What is obesity?
A person is considered to be obese when they are carrying excess body weight in relation to their height; this is usually determined by the body mass index (BMI) which is worked out by comparing your height to your weight; a healthy BMI should be between 18.5 and 25, a reading of over 30 will indicate obesity. It is worth noting that the BMI is not always an accurate indicator of a healthy weight; professional rugby players for example will probably be identified as obese because of their heavy weight even though they are physically extremely fit and healthy.

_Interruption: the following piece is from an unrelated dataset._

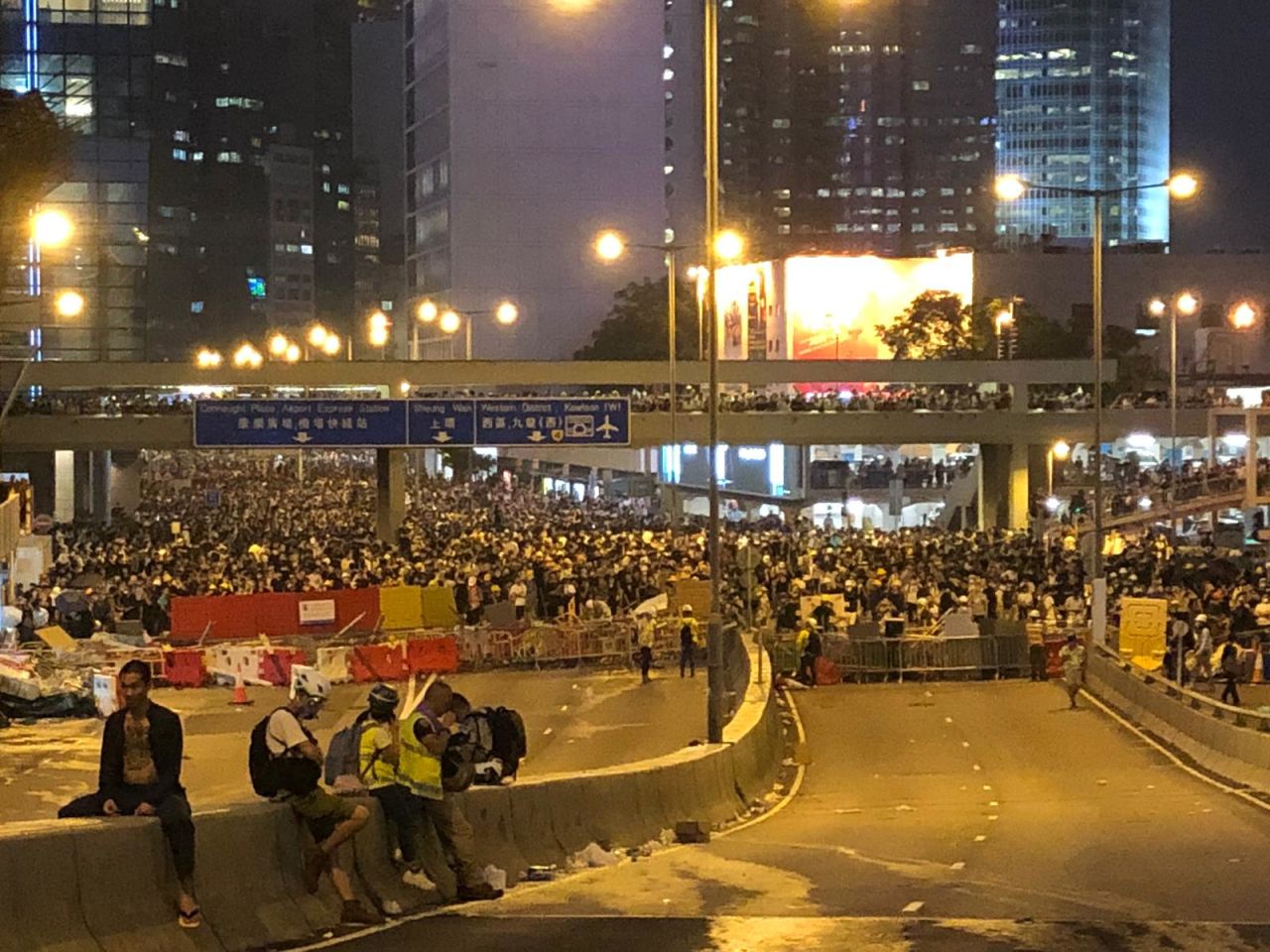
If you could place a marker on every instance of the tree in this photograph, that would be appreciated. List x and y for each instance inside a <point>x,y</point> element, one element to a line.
<point>635,326</point>
<point>35,157</point>
<point>938,325</point>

In accordance with figures across the developed world, statistics concerning obesity in Scotland are increasingly concerning. Recent research suggests that over 50% of men and 40% of women are above the recommended weight for their age and height, while almost 20% were classified as obese.
Causes of obesity
Obesity is primarily caused by a poor diet and a lack of regular exercise. Weight gain or loss is a simple equation: when the body consumes more calories than it burns or uses up, it puts on weight. It is recommended that adult males take in 2,500 calories per day and adult females consume 2,000 calories per day. In some cases there is a medical reason behind obesity which may involve abnormal hormone secretion or an underactive thyroid for example.
Effects of obesity
In the short-term, the effects of obesity may be fairly harmless; they are mainly physical changes and include disturbed sleep, sweating, difficulties with breathing and feeling tired and lethargic. In the long-term however, obesity can severely hamper lives and cause physical, social and mental hardship for many sufferers.
Mentally, most people experience a lack of self-esteem and feel uncomfortable and nervous in social situations. Many obese people feel isolated and alone; consequently they turn to food to comfort them which makes them gain even more weight. Counselling and therapy may help to identify the source of unhappiness and help people to develop an alternative way to deal with pressures, such as exercise.

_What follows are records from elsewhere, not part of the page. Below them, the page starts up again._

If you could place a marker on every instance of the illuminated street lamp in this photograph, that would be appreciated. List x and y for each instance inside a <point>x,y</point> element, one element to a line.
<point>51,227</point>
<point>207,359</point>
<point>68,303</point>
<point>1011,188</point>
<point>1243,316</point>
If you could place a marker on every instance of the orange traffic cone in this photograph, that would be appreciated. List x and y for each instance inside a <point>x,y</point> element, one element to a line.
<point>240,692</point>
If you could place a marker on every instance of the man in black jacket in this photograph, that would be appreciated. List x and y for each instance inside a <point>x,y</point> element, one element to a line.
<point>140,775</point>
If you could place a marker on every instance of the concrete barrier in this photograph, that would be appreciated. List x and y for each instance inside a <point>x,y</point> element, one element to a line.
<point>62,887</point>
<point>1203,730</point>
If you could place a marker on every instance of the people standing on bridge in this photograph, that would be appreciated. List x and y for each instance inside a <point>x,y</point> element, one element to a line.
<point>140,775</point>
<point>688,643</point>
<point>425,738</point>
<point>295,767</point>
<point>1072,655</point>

Physically, obesity puts a huge strain on the body and actively contributes to a host of serious medical conditions. The health of the heart is most at risk when a person puts on weight, as it struggles to pump blood around the body with the additional pressure; eating fatty foods also leads to a build-up of fat in the arteries which obstructs the flow of blood and makes it even harder to pump blood. Obesity can also cause severe muscle aches, increased blood pressure, arthritis, diabetes and a high risk of heart failure and strokes.

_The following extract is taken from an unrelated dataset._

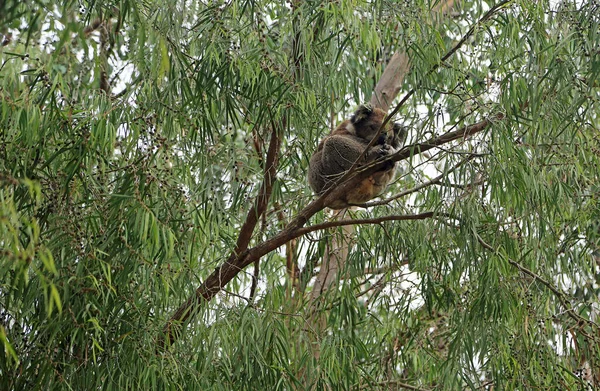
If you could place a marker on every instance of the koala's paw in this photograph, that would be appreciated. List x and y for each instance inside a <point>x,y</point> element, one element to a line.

In the vast majority of cases, obesity can be treated by adopting a healthier diet and exercising frequently. Most obese people have diets which involve the consumption of too many calories and a high proportion of fatty and sugary foods. It is important to moderate the intake of these types of foods as they will cause you to gain weight and contribute to serious health problems such as heart disease and diabetes. Exercise will help to burn calories, tone muscles and keep the organs healthy and functioning effectively.
Benefits of a healthy lifestyle
Having a healthy lifestyle will not only make the body lose weight but will also reduce the risk of illness, boost self-esteem, reduce stress and increase energy and motivation levels.